No. Un cliente piccolo che paga a 30 giorni, non chiede sconti e non genera urgenze è spesso tra i più redditizi in rapporto al tempo che assorbe. Il problema non è la dimensione, è la differenza tra quello che paga e quello che consuma. Si eliminano solo i clienti il cui margine resta negativo dopo aver provato ad alzare il prezzo o a cambiare il servizio.
Come aumento i prezzi a un cliente storico senza perderlo?
Non si aumenta tutto insieme e non ci si scusa. Si annuncia con 30-60 giorni di preavviso, si spiega cosa è cambiato nei costi e si offre la scelta tra prezzo pieno e servizio ridotto. Prima di toccare il listino si mettono a pagamento gli extra regalati (urgenze, modifiche, assistenza): spesso basta quello a riportare il margine in positivo.
Come lascio un cliente senza che parli male di me?
Non lo si lascia da un giorno all’altro. Si dà un preavviso che gli permetta di riorganizzarsi, si consegnano documenti e materiali in ordine, si consiglia un fornitore più adatto alla sua fascia di prezzo. La frase chiave è che il problema è tuo, non suo: ‘non riusciamo più a servirti al livello che meriti con queste condizioni’. Un cliente che esce bene diventa una referenza.
Quando conviene tenere un cliente anche se guadagno poco?
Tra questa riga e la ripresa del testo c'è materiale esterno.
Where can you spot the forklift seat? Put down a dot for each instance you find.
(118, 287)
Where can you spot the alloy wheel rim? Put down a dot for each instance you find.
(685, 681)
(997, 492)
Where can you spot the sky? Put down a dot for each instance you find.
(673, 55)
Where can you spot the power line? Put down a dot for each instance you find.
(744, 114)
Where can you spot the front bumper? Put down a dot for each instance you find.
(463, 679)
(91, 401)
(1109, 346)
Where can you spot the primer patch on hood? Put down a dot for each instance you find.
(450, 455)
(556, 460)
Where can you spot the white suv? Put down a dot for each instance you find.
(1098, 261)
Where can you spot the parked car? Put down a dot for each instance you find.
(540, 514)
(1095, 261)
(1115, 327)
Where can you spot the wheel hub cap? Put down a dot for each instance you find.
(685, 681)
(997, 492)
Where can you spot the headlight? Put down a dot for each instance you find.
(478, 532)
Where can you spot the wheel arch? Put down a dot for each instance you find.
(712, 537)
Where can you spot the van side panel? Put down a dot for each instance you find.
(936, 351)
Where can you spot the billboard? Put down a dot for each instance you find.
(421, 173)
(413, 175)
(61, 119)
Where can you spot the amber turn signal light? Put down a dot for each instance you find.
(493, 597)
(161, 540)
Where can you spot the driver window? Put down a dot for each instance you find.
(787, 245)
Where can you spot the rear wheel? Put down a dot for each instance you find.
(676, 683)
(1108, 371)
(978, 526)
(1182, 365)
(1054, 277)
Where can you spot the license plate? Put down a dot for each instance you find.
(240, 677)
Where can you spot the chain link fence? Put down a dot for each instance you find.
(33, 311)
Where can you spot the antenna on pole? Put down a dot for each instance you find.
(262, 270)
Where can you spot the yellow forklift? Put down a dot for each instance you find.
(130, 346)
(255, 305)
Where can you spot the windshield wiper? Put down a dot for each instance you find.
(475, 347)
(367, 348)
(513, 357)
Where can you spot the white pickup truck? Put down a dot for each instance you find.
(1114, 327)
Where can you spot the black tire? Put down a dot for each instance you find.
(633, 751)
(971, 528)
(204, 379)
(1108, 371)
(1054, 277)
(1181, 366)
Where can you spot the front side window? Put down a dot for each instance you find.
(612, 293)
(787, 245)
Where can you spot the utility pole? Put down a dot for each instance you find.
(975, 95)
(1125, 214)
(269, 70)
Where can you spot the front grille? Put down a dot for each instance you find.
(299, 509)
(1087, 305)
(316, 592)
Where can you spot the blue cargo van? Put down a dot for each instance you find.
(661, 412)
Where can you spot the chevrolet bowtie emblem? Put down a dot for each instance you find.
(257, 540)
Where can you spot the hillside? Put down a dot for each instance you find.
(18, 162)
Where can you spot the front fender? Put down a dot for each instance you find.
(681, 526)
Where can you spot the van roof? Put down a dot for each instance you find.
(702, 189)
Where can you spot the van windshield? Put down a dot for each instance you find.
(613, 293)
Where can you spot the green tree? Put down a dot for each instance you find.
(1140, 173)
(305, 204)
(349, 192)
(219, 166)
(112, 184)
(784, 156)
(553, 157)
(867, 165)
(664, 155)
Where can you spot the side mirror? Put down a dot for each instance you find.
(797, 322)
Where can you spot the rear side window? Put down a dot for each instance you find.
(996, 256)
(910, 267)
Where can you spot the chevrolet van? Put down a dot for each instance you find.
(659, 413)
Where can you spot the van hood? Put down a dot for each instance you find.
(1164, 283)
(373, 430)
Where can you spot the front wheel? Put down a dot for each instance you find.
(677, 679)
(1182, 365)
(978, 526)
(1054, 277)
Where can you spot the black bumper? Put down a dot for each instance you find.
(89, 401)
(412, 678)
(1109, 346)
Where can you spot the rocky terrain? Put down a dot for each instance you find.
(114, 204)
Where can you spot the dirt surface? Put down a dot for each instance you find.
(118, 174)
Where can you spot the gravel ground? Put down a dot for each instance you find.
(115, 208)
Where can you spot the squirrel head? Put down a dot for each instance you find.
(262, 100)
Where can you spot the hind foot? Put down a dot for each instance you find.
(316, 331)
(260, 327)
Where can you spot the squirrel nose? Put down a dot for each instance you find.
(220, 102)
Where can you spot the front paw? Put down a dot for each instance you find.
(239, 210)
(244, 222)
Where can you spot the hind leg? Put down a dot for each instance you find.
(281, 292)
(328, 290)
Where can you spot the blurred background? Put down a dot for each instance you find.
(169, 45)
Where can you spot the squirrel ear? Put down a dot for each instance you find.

Tre casi: il cliente copre costi fissi in un periodo vuoto, porta referenze o visibilità che valgono più del margine, oppure è un cliente nuovo che può crescere. Anche qui vale la soglia: se il margine è negativo e non esiste nessuna di queste tre ragioni, il cliente non si tiene. Si tiene solo chi, a conti fatti, non consuma più di quanto porta.